Diese Erzählung handelt von einem Dorf, in welchem jeder Mensch zu seiner Geburt eine Laterne geschenkt bekommt. Deren Licht erlischt erst wieder wenn der Mensch seinen Körper verlässt. Die Leuchtkraft wird vom Laternenmacher eingeflochten. Da dieser jedoch müde ist sucht er im Dorf einen Nachfolger. Er findet eine Nachfolgerin und lehrt sie das Bauen der Lampen. Ihre Lampen sind wunderschön – jedoch sie leuchten nicht. Leila wird wütend und knallt ihre so eben beendete Arbeit zu Boden. Das zerbrechen der gläsernen Laterne klirrt heftig.  Durch das geräusch erwacht, tritt der alte Mann ins Zimmer und beginnt ihr von den Geheimnissen der Leuchtkraft zu berichten.

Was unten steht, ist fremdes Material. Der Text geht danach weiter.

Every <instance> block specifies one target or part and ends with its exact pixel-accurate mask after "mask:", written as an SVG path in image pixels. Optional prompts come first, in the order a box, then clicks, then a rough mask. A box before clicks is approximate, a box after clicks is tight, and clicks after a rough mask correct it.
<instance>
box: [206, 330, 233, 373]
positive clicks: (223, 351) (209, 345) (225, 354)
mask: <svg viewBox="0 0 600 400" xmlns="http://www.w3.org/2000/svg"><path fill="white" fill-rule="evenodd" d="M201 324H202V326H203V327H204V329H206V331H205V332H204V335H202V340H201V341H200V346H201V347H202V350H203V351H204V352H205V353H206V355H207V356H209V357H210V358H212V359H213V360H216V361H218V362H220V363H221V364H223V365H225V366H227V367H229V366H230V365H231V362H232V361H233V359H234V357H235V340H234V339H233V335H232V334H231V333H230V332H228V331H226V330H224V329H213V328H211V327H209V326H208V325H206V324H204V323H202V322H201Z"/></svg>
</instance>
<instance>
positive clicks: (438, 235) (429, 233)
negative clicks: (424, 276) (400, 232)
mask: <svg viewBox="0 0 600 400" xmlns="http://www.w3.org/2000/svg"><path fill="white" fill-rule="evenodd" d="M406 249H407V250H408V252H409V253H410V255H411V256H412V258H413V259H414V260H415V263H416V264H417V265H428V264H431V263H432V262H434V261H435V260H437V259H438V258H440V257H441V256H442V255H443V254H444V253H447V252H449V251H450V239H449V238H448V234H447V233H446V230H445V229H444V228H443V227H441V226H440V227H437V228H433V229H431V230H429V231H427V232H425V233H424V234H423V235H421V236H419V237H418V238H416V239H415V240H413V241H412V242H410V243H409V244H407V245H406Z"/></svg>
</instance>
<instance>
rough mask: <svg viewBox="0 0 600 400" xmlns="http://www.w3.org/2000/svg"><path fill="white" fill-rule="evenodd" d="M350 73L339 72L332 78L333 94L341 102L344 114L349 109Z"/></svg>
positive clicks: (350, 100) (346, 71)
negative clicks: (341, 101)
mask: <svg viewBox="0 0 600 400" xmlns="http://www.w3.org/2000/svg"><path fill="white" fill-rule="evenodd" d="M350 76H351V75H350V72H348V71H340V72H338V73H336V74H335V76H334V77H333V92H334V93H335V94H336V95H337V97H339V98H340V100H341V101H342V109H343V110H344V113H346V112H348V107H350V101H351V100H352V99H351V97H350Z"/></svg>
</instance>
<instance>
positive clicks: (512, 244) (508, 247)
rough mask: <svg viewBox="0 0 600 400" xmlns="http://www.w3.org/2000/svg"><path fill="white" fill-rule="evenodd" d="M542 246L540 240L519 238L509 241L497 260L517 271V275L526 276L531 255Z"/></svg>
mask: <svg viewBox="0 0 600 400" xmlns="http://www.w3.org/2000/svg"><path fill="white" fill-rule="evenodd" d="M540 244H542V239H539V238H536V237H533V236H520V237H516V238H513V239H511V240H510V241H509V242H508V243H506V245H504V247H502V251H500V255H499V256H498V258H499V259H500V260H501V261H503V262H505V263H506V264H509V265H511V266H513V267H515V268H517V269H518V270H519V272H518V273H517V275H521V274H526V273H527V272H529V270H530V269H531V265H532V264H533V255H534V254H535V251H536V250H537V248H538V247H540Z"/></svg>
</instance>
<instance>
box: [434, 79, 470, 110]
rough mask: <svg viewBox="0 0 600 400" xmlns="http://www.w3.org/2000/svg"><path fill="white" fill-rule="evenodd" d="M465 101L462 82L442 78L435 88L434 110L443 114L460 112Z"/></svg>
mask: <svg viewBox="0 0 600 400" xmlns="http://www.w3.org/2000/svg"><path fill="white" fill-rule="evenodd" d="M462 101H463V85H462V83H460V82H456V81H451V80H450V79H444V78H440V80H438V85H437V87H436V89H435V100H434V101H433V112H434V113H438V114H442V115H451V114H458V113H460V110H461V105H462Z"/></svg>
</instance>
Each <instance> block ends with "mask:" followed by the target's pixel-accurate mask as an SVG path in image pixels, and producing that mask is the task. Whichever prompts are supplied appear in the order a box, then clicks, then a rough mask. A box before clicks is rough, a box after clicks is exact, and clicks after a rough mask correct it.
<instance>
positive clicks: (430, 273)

Kurz darauf macht sich Leila auf den Weg um das Sonnenlicht, das Lachen eines Kindes, das Überschlagen der Wellen und den Glanz der Sterne einzusammeln. Abends kehrt sie zurück in die Werkstatt und schläft unverzüglich ein. Behutsam beginnt Leila im ersten Morgenlicht den Bau ihrer neuen Lampe. Hell erstrahlt deren Licht als sie fertig ist. Jauchzend ruft sie nach dem Lampenmacher, doch er ist verschwunden. Nur seine Fussabdrücke bleiben zurück im warmen Sand.

„Ihr dürft jetzt euer Lämpchen aussuchen gehen“.Mit diesen Worten schliesse ich die Geschichte ab. Sie erheben sich und leise machen sich die Kinder daran ein Lichtlein an sich zu nehmen. Ruhig beobachtete ich wie die kleinen Grüppchen tuscheln und nach und nach jedes ein Lämpchen mit sich trägt. Über die Köpfe hinweg seh ich eine kleine Hand die zur Türklinke hinauf greift, die Tür öffnet und das Kind tritt hinaus. Die anderen folgen dem Beispiel, andächtig entschwindet der Lichterzug.

Zurück kommt einen junge Dame und stellte sich schüchtern vor mir auf. Sie beginnt den im Kopf bereitgelegten Satz, verhaspelte sich und beginnt erneut, „Danke für Ihre schönen Geschichten“, „Danke für dein kommen und das zuhören“antworte ich lächelnd und bin dabei von Freude erfüllt. Ein anderes Mädchen bleibt ebenfalls zurück. Verträumt und still steht sie in mitten des farbenfrohen Mantels. Ihre helle Haut leuchtet im abgedunkelten Raum, wie ein Fabelwesen kommt sie mir vor, fantastisch. Ihr Blick streift nochmals die Stoffbahnen und die vereinzelten Lämpchen bevor sie mit leisen,leichten Schritten den Raum verlässt.

Mit dem Mantel im Rucksack verlasse ich das Schulareal, auf dem kalten Teer liegt ein Junge welcher seinen Freunden erklärt, das er die Meerjungfrau aus der Geschichte des weinenden Riesen sei. Fasziniert vom Spiel blickte ich im gehen zurück.